Domingo (17/04) a Câmara dos Deputados admitiu a continuidade do processo que julga a presidente Dilma Rousseff por crimes de responsabilidade fiscal. A excitação exagerada dos parlamentares que votaram “Sim” na tribuna denuncia, entretanto, que se esqueceram de avaliar com prudência se houve dolo ou não nos atos da Presidente. Os abutres da Câmara, que se alimentam da desigualdade e do caos social, farejaram principalmente a carne moribunda do Brasil, vítima de um governo politicamente deteriorado e de uma economia quebrada.

Era a vontade de muitos brasileiros nas ruas a continuidade do processo, tantos quanto aqueles que são contra o impedimento de Dilma. Retrato de um país democrático, embora o mesmo equilíbrio não exista na Câmara Federal. Lá determinaram os votos as alianças políticas viciadas cheias de promessas de cargos e boquinhas orçamentárias. Parasitismo, em vez de democracia.

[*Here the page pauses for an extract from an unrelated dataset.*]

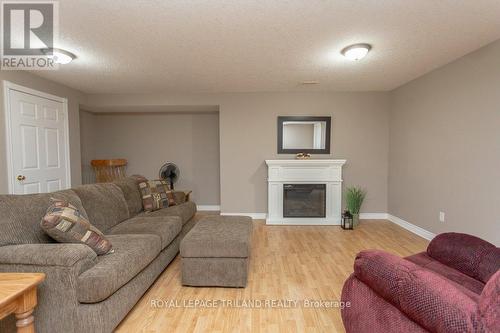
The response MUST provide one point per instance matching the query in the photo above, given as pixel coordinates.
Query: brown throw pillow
(156, 194)
(64, 223)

Dilma sofreu derrota pela grave incapacidade de oferecer prestígio e poderes a seus opositores, inclusive ex-aliados. Há relatos de cargos públicos oferecidos a mais de um deputado, segundo o jornal O Globo. A disputa pelo poder é clara, até a aparentemente frágil Marina Silva carrega ambições e cada ator político sabe o que move seu coração: ganância ou dedicação.

As finanças públicas foram tratadas irresponsavelmente pela presidente Dilma, assim os abutres ansiosos encontraram o que comer, se fartaram e jogaram a carniça aos do Senado. Espera-se mais fundamento nos votos de senadores, mas não há garantias de avanço moral na política brasileira no curto prazo. O interesse pela propina, a preocupação com a própria reputação pesarão no voto de cada um mais do que a consciência.

Se houver impeachment, pisaremos na lama, encarando Temer e Cunha (por algum tempo) até sairmos completamente do atoleiro. Mais desemprego, inflação e desespero. Teimosa, Dilma ignorou os alertas da comunidade econômica de que seguia pelo caminho errado, e hoje o Brasil é principalmente o resultado da corrupção institucionalizada e de sua incompetência. Se existiram conquistas sociais, não resistiram ao próprio governo. Dilma Rousseff diz que é vítima dos inimigos do país, talvez almeje posição entre grandes políticos perseguidos da História, mas não é digna de compaixão.